Madrid-based real estate investment trust Hotei Properties Group SOCIMI, which changed its name last October from Millenium Hospitality Real Estate, has agreed to sell its 93-room hotel Nômade Temple Madrid to its current operator, Miami-based Nômade People, for €105 million.
The hotel is set to open later this year following a renovation.
One of Nômade People’s key stakeholders is Barry Sternlicht, chairman and CEO of Starwood Capital Group.
The potential sale will see a price-per key of approximately €1.13 million.
The news came in the same 24 hours as investment firm Sanctus Capital completed its acquisition of the 49.72% stake in Hotei held by Minneapolis-based Castlelake, as well as further stakes held by other firms, for a total hold of 53.5%, according to news outlet Demócrata.
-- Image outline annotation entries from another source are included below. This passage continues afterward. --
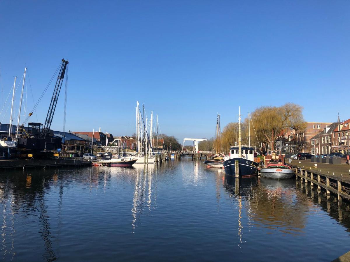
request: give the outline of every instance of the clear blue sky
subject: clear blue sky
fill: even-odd
[[[349,8],[347,1],[2,1],[0,101],[26,66],[36,101],[64,58],[66,130],[131,135],[137,100],[180,140],[213,136],[217,113],[223,127],[237,121],[239,105],[245,116],[292,102],[307,121],[332,122],[338,111],[347,119]],[[44,122],[53,88],[30,121]],[[63,128],[64,98],[55,130]]]

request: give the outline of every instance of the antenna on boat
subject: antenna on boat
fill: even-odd
[[[248,145],[250,146],[250,114],[248,111]]]
[[[238,111],[238,150],[239,150],[239,157],[242,156],[241,152],[241,143],[240,143],[240,107],[239,107]]]

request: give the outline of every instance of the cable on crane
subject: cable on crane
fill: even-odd
[[[54,73],[54,74],[52,75],[52,77],[51,78],[51,79],[50,80],[50,81],[49,82],[49,83],[47,84],[47,85],[46,86],[46,87],[45,87],[45,89],[44,90],[43,92],[41,94],[41,95],[40,96],[40,97],[39,97],[39,99],[38,100],[38,101],[37,101],[36,103],[34,105],[34,107],[33,108],[33,109],[31,110],[30,112],[29,113],[29,114],[28,114],[28,116],[27,117],[27,118],[26,118],[26,119],[24,120],[23,122],[23,124],[22,125],[24,125],[24,123],[25,123],[26,122],[28,121],[28,119],[29,118],[29,117],[30,117],[30,116],[33,114],[33,112],[35,110],[35,109],[36,108],[36,107],[38,106],[38,105],[39,104],[39,103],[41,100],[41,99],[42,99],[43,97],[44,96],[44,95],[45,94],[45,93],[46,92],[46,91],[49,88],[49,87],[51,84],[51,82],[52,82],[52,80],[53,80],[54,78],[55,78],[55,75],[56,75],[56,74],[57,73],[57,72],[58,71],[59,68],[61,67],[61,63],[60,63],[59,65],[57,67],[57,69],[56,69],[56,71],[55,71],[55,73]]]

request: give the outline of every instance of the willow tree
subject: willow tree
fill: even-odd
[[[302,109],[301,106],[291,103],[257,108],[251,115],[258,140],[274,147],[275,141],[284,135],[284,130],[298,129],[303,124]]]
[[[234,145],[234,142],[238,142],[238,124],[232,122],[229,123],[224,128],[221,133],[221,143],[224,151],[229,151],[231,146]]]

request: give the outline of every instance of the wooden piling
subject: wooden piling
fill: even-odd
[[[238,177],[239,176],[239,162],[238,160],[236,160],[234,163],[234,168],[236,170],[236,177]]]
Sancus now is in process of considering a 100% acquisition of Hotei. In Spanish law, ownership in a publicly traded entity above a 30% threshold requires transactions to be marketed and structured as full takeovers.
In its divestment activity, Castlelake paid full heed to that stipulation.
Sancus’ deal values Hotei at approximately €199 million.
In a Spanish-language release on the Bolsas y Mercados Españoles stock exchange, a sibling of the Madrid Stock Exchange and geared to small- and medium-sized enterprises, Hotei said the decision on the potential deal is now in the hands of its shareholders at a special shareholders’ meeting on June 10.
According to CoStar, the Nômade Temple Madrid was last traded in October 2022 when Hotei, then named Millenium Hospitality, acquired the hotel in its previous incantation, the Iberostar Las Letras Gran Vía, for approximately £61 million (€71 million).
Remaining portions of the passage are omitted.